Lastly, myelodysplastic syndrome may result in sideroblastic anemia. The bone marrow shows abnormal erythroid hyperplasia with poorly hemoglobinized cytoplasm, also found in folate deficiency.
|Acquired causes||Congenital causes|
Medications (isoniazid for TB)
pyridoxine (vitamin B6) deficiency
Symptoms of Sideroblastic Anemia
Signs of sideroblastic anemia
A variety of signs, symptoms, and laboratory findings represent the diagnostic features pointing to sideroblastic anemia. The signs and symptoms are similar to those of general anemia and vary from growth retardation in children to adults with hypothermia, dental lead lines, photosensitivity, ataxia, fatigue, and muscle weakness (Image 1). Those afflicted due to Pyridoxine (Vitamin B6) deficiency commonly complain of peripheral neuropathy, whereas those with lead poisoning often present with abdominal pain, peripheral neuropathy, encephalopathy, and mental or growth retardation, especially in children.
Diagnosis of Sideroblastic Anemia
Iron overload in sideroblastic anemia
Diagnosis can be made based on the following criteria: Laboratory findings most commonly show excessive iron overload. A complete blood count will show the presence of microcytosis with an MCV < 80. Variations in RBC size and shape are reflected with an increased RDW (Red blood cell distribution width). Hemoglobin levels are usually below 7 g/dl. Iron studies show elevated serum ferritin levels, normal or decreased tibc (total iron-binding capacity), and elevated transferrin saturation. Laboratory Prussian blue staining will show hypochromic RBC with basophilic granules staining positive for iron, giving the classic ring sideroblast shape (Image 2). It will also be visible in peripheral blood in patients with severe anemia.
MRI can also show iron overload in organs such as the heart, liver, or bone marrow. Bone marrow exams offer diagnostic imagery. The marrow shows erythroid hyperplasia with poor hemoglobin concentration with the presence of ring sideroblasts. There are greater amounts of iron in the bone marrow due to ineffective intramedullary hemolysis.
Therapy and Management of Sideroblastic Anemia
How to treat sideroblastic anemia
Management depends on the level of severity and syndromic forms of sideroblastic anemia. Therapy aims to prevent organ damage from subsequent iron overload as well as control and prevent symptoms of anemia. Patients with severe anemia may require transfusion. In the case of iron overload, phlebotomy—if no contraindications such as CHF exist—is used to prevent iron accumulation.

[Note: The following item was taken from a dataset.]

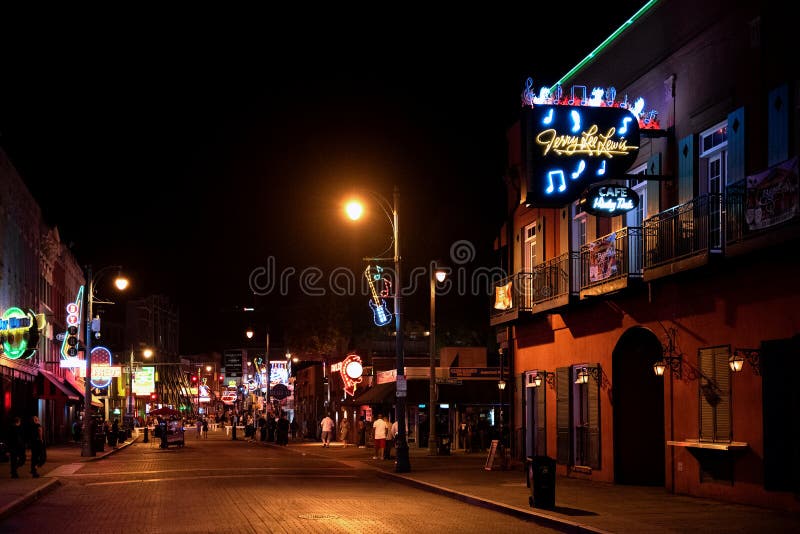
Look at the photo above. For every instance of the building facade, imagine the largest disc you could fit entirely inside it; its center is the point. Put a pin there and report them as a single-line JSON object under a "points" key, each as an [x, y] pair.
{"points": [[693, 282]]}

Those who cannot undergo phlebotomy may be given trials of iron chelation therapy.
Vitamin supplementation with Vitamin B6, folic acid, and thiamine reduce neuropathic effects, help with normal erythropoiesis, and correct drug-induced sideroblastic anemia seen in patients and alcoholics. Alcohol abstinence should also be maintained. Most drug and alcohol-induced sideroblastic anemias are corrected after eliminating the offending agent. Splenectomy is not recommended for these patients due to thrombotic risks and complications.